Mollie smiled again, but with the same obvious effort.

“I hope you will be happy,” she said; “I hope some day we may hear good news from you. I don’t mean about money; you can guess what I mean.”

“Yes,” said Jack gravely; and there was silence for another five minutes, while the train approached nearer and nearer to the junction at which he was to alight, to catch the express for town.

“I hope I shall hear good news of you, too,” he said at last. “You will be busy at first, and there may not be much to tell, but later on—in a few weeks’ time, when you see how things are going—will you let me know? I shall be so interested to hear; and at any time if I can do anything, if you need anything done in town, or if I could help by coming North, you would be doing me a good turn by letting me know. I mean it, Mollie; it is not a polite form of speech.”

“I know; thank you; I will promise,” said Mollie, with, for the first time, a little break in her composure. Her lip trembled in a pathetic, childlike fashion, and, as if afraid of herself, she bent forward and addressed a pointed question to Ruth.

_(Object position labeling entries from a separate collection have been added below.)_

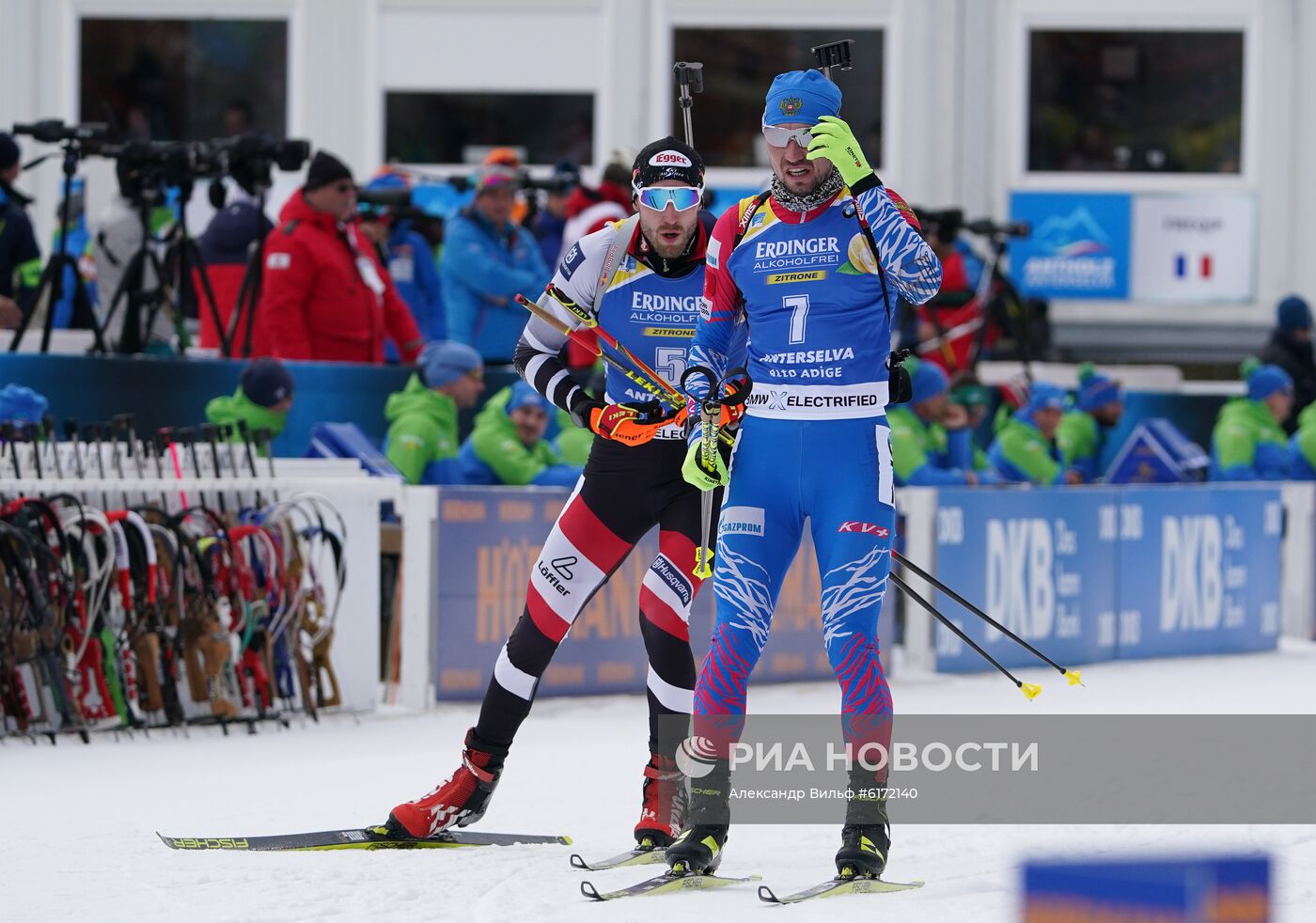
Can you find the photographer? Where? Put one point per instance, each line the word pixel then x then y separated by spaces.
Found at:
pixel 487 259
pixel 20 258
pixel 325 294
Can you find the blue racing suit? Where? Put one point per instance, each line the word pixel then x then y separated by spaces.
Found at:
pixel 806 292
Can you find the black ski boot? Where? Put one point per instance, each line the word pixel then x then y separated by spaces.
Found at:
pixel 866 837
pixel 699 847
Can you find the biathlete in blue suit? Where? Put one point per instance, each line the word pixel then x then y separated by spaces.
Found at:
pixel 798 278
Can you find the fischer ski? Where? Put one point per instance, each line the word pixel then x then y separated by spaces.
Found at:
pixel 358 837
pixel 641 854
pixel 667 884
pixel 838 887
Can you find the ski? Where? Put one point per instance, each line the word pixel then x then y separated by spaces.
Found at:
pixel 838 887
pixel 358 837
pixel 666 884
pixel 637 856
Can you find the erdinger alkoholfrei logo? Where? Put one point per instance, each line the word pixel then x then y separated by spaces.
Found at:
pixel 697 756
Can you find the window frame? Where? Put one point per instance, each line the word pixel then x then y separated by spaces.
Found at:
pixel 289 12
pixel 666 16
pixel 1129 16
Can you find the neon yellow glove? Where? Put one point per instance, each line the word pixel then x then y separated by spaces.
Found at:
pixel 833 140
pixel 700 477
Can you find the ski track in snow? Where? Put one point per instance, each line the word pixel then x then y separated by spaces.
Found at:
pixel 81 821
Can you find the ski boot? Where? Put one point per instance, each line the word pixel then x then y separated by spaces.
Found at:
pixel 461 801
pixel 662 811
pixel 866 837
pixel 699 847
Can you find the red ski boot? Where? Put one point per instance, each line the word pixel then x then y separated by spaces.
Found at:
pixel 461 801
pixel 662 813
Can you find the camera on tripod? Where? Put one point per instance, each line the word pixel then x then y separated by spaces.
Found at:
pixel 55 131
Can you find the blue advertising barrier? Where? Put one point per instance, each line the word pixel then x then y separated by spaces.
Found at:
pixel 162 391
pixel 1102 573
pixel 1168 890
pixel 1042 569
pixel 489 541
pixel 1199 571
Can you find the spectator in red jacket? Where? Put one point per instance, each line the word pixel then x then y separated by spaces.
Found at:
pixel 325 295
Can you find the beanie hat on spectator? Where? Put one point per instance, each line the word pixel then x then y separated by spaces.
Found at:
pixel 22 403
pixel 266 382
pixel 523 395
pixel 1263 380
pixel 494 177
pixel 1095 390
pixel 927 380
pixel 1292 315
pixel 800 96
pixel 1043 397
pixel 325 169
pixel 8 150
pixel 444 361
pixel 667 158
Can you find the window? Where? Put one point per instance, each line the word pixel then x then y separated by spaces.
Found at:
pixel 1138 102
pixel 184 79
pixel 461 128
pixel 739 69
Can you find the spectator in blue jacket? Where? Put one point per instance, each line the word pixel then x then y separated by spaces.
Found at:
pixel 410 259
pixel 509 446
pixel 487 259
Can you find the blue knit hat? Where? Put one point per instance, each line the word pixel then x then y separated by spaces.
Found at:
pixel 444 361
pixel 266 382
pixel 1265 380
pixel 523 395
pixel 1292 314
pixel 1095 390
pixel 22 403
pixel 927 380
pixel 800 96
pixel 1042 397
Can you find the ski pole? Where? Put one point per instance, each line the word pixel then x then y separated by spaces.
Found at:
pixel 7 434
pixel 246 446
pixel 207 430
pixel 187 437
pixel 48 423
pixel 33 434
pixel 690 79
pixel 1075 677
pixel 91 433
pixel 1028 689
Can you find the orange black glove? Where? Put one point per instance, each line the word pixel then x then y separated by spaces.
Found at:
pixel 629 424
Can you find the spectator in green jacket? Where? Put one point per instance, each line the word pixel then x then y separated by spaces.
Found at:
pixel 1082 433
pixel 262 400
pixel 1249 441
pixel 931 443
pixel 1302 446
pixel 507 446
pixel 1026 450
pixel 423 441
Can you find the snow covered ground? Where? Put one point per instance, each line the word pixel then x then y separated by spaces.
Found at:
pixel 79 821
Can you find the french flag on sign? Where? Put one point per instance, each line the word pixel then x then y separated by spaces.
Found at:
pixel 1183 266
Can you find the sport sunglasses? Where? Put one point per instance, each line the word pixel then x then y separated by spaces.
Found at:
pixel 779 137
pixel 681 196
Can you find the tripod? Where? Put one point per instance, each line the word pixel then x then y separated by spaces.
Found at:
pixel 249 291
pixel 132 291
pixel 184 252
pixel 53 275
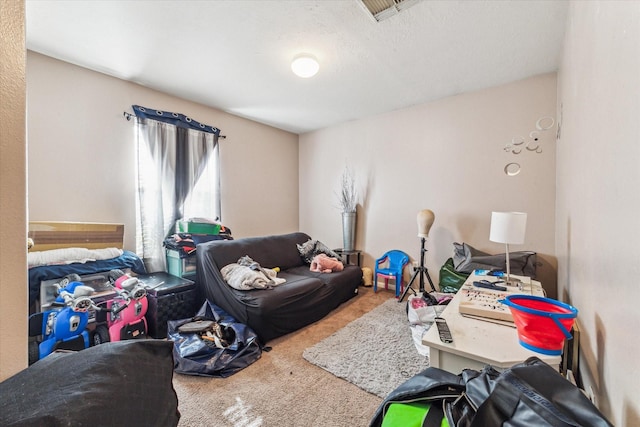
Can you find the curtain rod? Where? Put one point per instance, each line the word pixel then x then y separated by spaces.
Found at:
pixel 128 116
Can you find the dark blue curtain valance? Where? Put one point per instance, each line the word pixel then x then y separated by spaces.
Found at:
pixel 176 119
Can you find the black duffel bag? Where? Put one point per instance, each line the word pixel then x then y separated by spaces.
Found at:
pixel 528 394
pixel 220 348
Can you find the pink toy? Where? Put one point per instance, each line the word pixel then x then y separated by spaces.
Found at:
pixel 325 264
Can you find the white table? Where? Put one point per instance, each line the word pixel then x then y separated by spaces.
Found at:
pixel 477 343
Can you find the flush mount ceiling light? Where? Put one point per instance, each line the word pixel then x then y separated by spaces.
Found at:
pixel 305 65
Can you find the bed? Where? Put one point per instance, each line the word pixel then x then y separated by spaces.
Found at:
pixel 83 248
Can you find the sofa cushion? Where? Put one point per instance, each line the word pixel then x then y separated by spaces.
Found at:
pixel 309 249
pixel 268 251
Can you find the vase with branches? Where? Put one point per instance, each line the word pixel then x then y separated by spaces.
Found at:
pixel 348 197
pixel 348 200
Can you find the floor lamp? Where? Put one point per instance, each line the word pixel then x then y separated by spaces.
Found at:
pixel 425 221
pixel 508 228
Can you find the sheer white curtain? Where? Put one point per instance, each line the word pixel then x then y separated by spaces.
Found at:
pixel 177 178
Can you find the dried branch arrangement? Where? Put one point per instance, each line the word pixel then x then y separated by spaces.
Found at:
pixel 348 197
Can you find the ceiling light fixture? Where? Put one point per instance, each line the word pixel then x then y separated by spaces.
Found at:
pixel 305 65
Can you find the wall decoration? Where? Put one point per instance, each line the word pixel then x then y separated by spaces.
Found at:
pixel 532 144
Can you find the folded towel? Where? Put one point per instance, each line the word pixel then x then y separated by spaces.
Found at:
pixel 70 256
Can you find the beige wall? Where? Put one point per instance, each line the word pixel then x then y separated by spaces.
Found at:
pixel 446 156
pixel 598 201
pixel 82 153
pixel 13 234
pixel 13 231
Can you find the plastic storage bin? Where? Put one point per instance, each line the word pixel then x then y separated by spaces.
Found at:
pixel 193 227
pixel 181 266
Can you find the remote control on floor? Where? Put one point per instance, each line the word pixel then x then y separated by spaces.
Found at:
pixel 443 330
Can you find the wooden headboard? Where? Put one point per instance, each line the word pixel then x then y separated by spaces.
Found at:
pixel 48 235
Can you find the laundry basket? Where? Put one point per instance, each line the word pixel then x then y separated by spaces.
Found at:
pixel 542 323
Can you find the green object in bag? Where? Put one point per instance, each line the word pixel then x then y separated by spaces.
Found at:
pixel 451 280
pixel 410 415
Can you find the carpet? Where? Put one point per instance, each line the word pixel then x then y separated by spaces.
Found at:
pixel 375 352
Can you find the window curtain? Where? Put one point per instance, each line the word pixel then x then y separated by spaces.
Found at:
pixel 173 151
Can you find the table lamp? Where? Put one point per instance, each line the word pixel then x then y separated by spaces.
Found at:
pixel 508 228
pixel 425 221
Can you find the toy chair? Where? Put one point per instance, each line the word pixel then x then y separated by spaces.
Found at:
pixel 396 260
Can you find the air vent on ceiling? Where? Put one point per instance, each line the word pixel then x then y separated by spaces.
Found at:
pixel 383 9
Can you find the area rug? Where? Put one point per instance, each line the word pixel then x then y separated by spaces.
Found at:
pixel 375 352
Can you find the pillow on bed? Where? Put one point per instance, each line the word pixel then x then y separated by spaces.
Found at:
pixel 116 383
pixel 309 249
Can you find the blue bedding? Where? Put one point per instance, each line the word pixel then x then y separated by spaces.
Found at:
pixel 48 272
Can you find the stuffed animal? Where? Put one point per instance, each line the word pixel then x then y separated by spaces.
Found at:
pixel 325 264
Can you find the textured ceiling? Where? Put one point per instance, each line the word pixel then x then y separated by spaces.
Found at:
pixel 235 55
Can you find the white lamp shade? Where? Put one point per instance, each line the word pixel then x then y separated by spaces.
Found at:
pixel 508 227
pixel 425 221
pixel 305 66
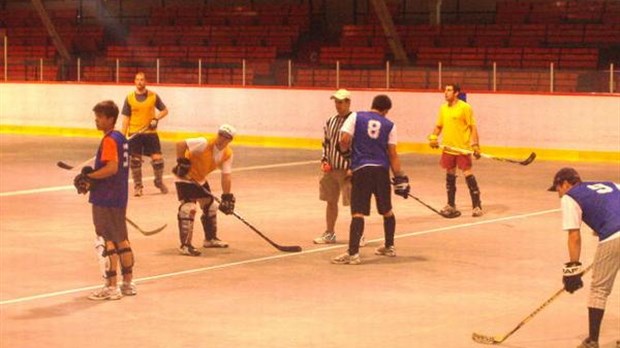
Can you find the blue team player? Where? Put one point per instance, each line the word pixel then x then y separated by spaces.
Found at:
pixel 596 203
pixel 371 139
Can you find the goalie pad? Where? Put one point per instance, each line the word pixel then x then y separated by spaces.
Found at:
pixel 103 257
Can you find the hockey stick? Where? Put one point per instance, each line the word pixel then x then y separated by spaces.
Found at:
pixel 290 249
pixel 145 232
pixel 457 213
pixel 524 162
pixel 67 166
pixel 484 339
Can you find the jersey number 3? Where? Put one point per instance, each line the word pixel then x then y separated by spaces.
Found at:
pixel 374 128
pixel 600 188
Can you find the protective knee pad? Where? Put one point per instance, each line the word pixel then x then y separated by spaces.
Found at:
pixel 127 260
pixel 209 219
pixel 473 190
pixel 135 164
pixel 158 169
pixel 451 188
pixel 186 215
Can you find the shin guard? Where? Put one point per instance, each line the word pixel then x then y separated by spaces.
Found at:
pixel 474 192
pixel 356 230
pixel 389 228
pixel 158 171
pixel 187 211
pixel 451 188
pixel 135 164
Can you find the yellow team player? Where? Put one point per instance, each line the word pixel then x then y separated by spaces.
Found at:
pixel 456 120
pixel 196 158
pixel 139 117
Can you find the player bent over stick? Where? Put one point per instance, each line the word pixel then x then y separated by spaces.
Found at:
pixel 598 205
pixel 108 187
pixel 372 140
pixel 196 158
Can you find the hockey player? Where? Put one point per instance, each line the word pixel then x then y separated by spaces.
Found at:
pixel 456 120
pixel 107 183
pixel 139 117
pixel 596 203
pixel 196 158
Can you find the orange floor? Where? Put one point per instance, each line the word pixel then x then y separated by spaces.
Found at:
pixel 451 277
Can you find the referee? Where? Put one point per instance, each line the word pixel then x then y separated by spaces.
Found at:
pixel 335 166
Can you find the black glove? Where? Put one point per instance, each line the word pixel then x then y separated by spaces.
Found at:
pixel 227 205
pixel 401 185
pixel 476 148
pixel 82 182
pixel 182 167
pixel 572 276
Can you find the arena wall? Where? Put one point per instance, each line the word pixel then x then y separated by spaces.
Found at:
pixel 565 127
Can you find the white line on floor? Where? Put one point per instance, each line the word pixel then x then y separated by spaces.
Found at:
pixel 70 187
pixel 278 256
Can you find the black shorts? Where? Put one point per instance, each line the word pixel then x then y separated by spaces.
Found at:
pixel 110 223
pixel 189 192
pixel 145 144
pixel 367 181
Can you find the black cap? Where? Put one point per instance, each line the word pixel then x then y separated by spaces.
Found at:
pixel 564 174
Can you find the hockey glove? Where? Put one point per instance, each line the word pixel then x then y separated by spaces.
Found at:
pixel 227 205
pixel 153 124
pixel 433 142
pixel 476 148
pixel 82 182
pixel 572 276
pixel 401 185
pixel 182 168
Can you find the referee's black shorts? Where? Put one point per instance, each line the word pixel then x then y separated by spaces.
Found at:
pixel 145 144
pixel 368 181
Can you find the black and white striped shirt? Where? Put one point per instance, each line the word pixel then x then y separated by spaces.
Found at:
pixel 330 142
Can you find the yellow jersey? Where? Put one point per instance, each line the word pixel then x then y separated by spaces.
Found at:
pixel 205 158
pixel 456 122
pixel 142 112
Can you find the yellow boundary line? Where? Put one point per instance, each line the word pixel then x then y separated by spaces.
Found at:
pixel 315 144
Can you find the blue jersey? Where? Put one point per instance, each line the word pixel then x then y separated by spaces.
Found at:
pixel 600 206
pixel 370 141
pixel 112 191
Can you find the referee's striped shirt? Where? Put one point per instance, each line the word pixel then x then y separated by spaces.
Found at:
pixel 330 141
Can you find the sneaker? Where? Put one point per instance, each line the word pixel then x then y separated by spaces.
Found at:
pixel 477 212
pixel 326 238
pixel 450 212
pixel 214 243
pixel 362 241
pixel 162 187
pixel 129 289
pixel 386 251
pixel 137 190
pixel 188 250
pixel 106 293
pixel 588 344
pixel 346 259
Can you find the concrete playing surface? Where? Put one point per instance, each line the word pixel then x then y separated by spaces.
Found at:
pixel 451 277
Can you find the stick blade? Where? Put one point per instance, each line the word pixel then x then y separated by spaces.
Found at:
pixel 64 165
pixel 290 249
pixel 483 339
pixel 529 159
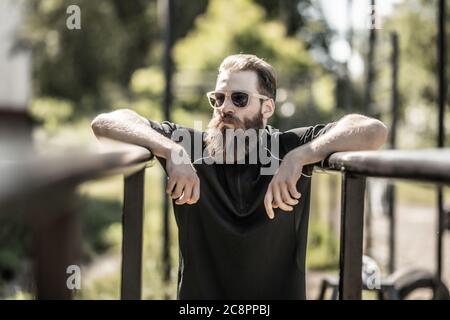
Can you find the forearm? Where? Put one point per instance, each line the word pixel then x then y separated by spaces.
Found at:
pixel 351 133
pixel 127 126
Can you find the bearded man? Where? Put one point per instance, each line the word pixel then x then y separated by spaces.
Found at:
pixel 242 229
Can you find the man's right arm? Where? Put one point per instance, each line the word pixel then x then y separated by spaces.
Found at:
pixel 127 126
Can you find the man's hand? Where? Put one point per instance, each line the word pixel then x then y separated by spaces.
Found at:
pixel 282 191
pixel 183 184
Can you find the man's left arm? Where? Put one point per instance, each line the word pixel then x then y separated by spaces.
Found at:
pixel 353 132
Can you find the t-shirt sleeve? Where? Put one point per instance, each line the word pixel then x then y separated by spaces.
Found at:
pixel 304 135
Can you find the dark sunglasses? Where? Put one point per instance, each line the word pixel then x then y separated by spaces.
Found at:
pixel 239 98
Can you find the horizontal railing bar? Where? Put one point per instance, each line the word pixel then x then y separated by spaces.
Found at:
pixel 431 165
pixel 28 176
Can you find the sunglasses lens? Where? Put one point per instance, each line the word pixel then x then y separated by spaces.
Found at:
pixel 216 99
pixel 240 99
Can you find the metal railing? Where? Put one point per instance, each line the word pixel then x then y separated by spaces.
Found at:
pixel 43 188
pixel 41 191
pixel 419 165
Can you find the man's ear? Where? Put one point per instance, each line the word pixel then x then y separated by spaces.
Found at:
pixel 268 108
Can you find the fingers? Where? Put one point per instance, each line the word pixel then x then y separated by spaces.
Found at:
pixel 281 195
pixel 278 199
pixel 286 197
pixel 268 203
pixel 184 192
pixel 195 193
pixel 293 191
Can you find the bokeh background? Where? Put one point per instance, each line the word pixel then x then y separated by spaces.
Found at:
pixel 321 50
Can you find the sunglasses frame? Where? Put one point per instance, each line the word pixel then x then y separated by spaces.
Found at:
pixel 229 93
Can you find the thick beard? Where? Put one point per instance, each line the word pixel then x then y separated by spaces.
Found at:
pixel 215 140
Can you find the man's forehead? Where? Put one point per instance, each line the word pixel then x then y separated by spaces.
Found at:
pixel 240 80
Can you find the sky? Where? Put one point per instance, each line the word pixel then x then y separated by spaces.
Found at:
pixel 336 12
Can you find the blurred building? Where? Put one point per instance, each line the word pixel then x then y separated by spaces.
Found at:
pixel 15 78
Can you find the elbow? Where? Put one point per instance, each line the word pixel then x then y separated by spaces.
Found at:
pixel 99 123
pixel 378 134
pixel 103 121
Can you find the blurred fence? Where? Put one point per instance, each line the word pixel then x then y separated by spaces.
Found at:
pixel 42 189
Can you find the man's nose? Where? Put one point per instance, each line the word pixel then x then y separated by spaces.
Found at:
pixel 227 107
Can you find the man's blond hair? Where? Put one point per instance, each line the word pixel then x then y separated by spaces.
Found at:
pixel 267 82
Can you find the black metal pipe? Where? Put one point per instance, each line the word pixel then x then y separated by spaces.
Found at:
pixel 442 85
pixel 167 103
pixel 393 144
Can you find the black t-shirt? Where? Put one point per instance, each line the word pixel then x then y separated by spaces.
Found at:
pixel 229 248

Ten minutes later the junction was reached, and Jack stood outside the carriage saying his last farewells. Ruth talked persistently in a high, cheerful voice, and Jack bit his moustache and cast furtive glances at Mollie’s white face. She smiled at him bravely as the train steamed away, and waved her hand, calling out, “Good luck! good luck!” Then they turned, the two poor girls, and clasped each other tightly.

“Oh, Lucille, my poor Lucille!”

“Berengaria, Berengaria, how horribly it hurts!”